Князь вещал: «Не удивляйтесь скорби, наложившей печать свою на чело мое. — Целый день провели мы в путешествии, и ни одного туровца не встречали взоры наши с улыбкой веселия; всякий из них видел во мне своего повелителя, и все, издали узрев меня, укрывались в густоте древесной, как бы при встрече вепря лютого»,
«И сие кажется дивно тебе, князь?» — вопросил Велькар с пасмурным взором.
«Не могу не удивляться; когда я с Гломаром исходил на ловитву вепрей и медведей, подданные мои стремились ко мне во сретение; восклицали радостными гласами, лобызали стремена у подошвы пят моих; веселие встречало меня и сопровождало до отдыха вечернего».
«Ныне, — ответствовал Велькар, — ныне истина начала тебе открывать чело свое. Или не сведем ты о средствах, употребленных для того, чтобы исторгнуть у народа знаки радости, прежде изъявляемой народом пред тобою? Познай же их: едва восседал ты на коня своего, а уже послушники Гломаровы, вооруженные бичами свистящими, рассыпались по граду: ударами принуждали мужей и жен идти тебе во сретение; научали их словам, каковые они должны были произносить пред тобою. Шуйцею отирая обильные слезы горести, десницу простерши к тебе в знак радости, окостенелым от ужаса языком они восклицали: здрав буди, князь благодетельный! И едва ты сокрывался, они падали на колена, воздевали длани к небу миротворному и с рыданием восклицали: «Боже праведный! или исправь его, или нас от него избави!»
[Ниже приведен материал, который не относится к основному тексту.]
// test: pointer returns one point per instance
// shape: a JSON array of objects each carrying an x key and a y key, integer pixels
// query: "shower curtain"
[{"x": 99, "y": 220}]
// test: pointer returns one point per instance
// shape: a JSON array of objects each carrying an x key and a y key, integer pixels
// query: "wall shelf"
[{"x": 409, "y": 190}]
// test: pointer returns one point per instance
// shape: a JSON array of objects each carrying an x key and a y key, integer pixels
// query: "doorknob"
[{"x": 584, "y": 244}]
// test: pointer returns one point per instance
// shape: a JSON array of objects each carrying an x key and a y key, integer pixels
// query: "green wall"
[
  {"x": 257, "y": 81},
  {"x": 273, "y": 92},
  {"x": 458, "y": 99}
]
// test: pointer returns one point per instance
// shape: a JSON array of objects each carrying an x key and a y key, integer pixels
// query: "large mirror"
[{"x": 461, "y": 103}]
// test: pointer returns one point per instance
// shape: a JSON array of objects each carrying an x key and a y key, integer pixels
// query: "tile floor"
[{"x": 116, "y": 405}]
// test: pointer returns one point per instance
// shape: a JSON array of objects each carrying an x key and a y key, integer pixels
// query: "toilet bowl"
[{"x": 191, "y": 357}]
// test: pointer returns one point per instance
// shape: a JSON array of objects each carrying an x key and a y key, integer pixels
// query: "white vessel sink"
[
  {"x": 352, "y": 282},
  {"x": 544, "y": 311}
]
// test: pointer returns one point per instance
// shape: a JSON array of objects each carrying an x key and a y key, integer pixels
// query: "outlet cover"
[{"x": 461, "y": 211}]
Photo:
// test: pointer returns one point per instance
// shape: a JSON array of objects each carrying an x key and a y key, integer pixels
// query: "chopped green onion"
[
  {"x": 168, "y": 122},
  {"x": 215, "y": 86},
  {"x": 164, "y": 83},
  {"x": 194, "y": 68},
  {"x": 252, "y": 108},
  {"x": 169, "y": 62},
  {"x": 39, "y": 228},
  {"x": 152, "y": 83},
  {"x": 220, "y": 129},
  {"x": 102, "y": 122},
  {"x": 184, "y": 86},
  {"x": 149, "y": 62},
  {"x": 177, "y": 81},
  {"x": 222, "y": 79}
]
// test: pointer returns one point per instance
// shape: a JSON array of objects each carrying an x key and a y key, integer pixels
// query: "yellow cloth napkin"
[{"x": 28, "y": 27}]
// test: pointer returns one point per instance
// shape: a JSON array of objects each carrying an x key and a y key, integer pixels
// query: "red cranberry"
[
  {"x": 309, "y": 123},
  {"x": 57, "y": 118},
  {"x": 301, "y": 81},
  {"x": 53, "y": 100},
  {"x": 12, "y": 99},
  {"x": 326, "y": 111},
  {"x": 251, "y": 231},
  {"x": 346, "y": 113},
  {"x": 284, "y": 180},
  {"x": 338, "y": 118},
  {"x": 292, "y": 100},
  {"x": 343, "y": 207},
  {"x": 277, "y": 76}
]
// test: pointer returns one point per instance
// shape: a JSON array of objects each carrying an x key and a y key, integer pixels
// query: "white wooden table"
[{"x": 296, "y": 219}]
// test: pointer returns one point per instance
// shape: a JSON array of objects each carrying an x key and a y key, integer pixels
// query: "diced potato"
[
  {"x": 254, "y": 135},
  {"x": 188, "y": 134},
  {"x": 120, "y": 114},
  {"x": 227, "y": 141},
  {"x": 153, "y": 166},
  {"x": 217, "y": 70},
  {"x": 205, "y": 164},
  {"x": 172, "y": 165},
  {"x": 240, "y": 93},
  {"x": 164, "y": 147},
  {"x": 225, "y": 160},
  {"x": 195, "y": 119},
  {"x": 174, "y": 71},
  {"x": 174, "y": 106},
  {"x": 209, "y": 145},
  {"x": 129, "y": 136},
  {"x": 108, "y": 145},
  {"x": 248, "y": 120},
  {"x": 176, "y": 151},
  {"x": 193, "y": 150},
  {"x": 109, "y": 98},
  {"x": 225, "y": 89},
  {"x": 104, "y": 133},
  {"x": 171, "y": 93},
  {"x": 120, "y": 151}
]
Князь погрузился в думу тяжкую, и желанный сои далеко отлетел от места успокоения.
Протекли все пространство земли Туровской, и князь был встречаем одними зверями дубравными. Горе повелителю, когда подвластный ему народ страшится его!
От самых рубежей до града Мурома зрели они явления иные. Пастыри спокойно отдыхали при стадах своих и возвещали о страхе своем только при появлении волка или медведя. Витязи муромские, поражающие зверей кровоядных, познав в странниках послов Любослава, забыли вражду свою и обиды его. С братскою приязнию приветствовали они странников. Любослав вступил в чертоги Миродара и обрел старца, возлежащего при трапезе. Подле него, с правой стороны, восседали вожди и старейшины; с левой дщерь его единственная, голубоокая Гликерия, с подругами своими и нянями. На ланитах ее отливали розы весны пятыянадесятой.
Любослав вещал: «Повелитель земли Муромской! Державный владыка наш желает тебе мира и здравия. Если ты в чем обижен от него, он воздаст должное удовлетворение; ибо сердце его не жестоко, Возвести, чего хощешь ты, и он склонится на твое хотение. Он хощет от тебя взаимно мира и дружбы долголетней!»